ECJWO : Pinjaman Dana Panwaslu Surabaya Berpotensi Gratifikasi



           

Surabaya Newsweek – Aksi nekad yang dilakukan Panwaslu Surabaya menggunakan dana pihak ketiga, untuk mencover operasional instansi, sebelum anggarannya dicairkan oleh pemkot Surabaya, mulai menuai tudingan miring. Bahkan, East Java Coruption and Judicial Watch Organisation (ECJWO) menuding jika transaksi yang dilakukan antara Panwaslu dan pihak ketiga berpotensi ke tindak pidana korupsi yakni gratifikasi.


Beberapa pihak mulai mencurigai adanya ketidakberesan dengan deal yang dilakukan oleh Ketua Panwaslu Surabaya dengan pihak ketiga, yang dengan berani menjadi bandar untuk biaya operasional Panwaslu, sebelum anggarannya dicairkan oleh Pemkot Surabaya.


Hal ini dikatakan oleh Miko Saleh ketua East Java Coruption nad Judicial Watch Organisation (ECJWO) bahwa kesepakatan antara ketua Panwaslu Surabaya dengan pihak ketiga terkait peminjaman dana untuk operasional institusi KPU tidak dibenarkan, karena berpotensi membuka celah korupsi dan gratifikasi.

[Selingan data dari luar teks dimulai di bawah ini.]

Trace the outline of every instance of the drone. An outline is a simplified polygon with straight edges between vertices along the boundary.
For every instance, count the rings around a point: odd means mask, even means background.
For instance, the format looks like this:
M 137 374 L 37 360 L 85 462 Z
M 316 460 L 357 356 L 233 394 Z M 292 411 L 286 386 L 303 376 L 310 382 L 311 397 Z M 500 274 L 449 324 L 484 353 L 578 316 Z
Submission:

“Apa ada perusahaan yang memberikan pijaman dana dengan gratis atau tanpa bunga, yang legal seperti perbankan saja, juga dikenakan bunga, artinya kesepakatan itu tidak mungkin terjadi jika tidak ada sesuatu dibaliknya, apapun itu, kondisi inilah yang membuka celah korupsi dan gratifikasi, ini harus diusut agar jelas persoalan yang sebenarnya,” tegasnya.


Rasa keprihatinan juga disampaikan oleh Wawalikota Surabaya usai rapat paripurna di gedung DPRD Surabaya, yang menyatakan penyesalannya terhadap pencairan anggaran di Panitia Pengawas Pemilu (Panwaslu) Surabaya, senilai Rp113 juta yang diduga bermasalah atau tidak sesuai aturan .


"Mestiya hal hal seperti itu tidak boleh terjadi. Maksudnya, baik dan tidak korupsi, tapi, penganggaran uang negara itu ada aturannya sendiri," kata Whisnu Sakti Buana di Surabaya, Jumat.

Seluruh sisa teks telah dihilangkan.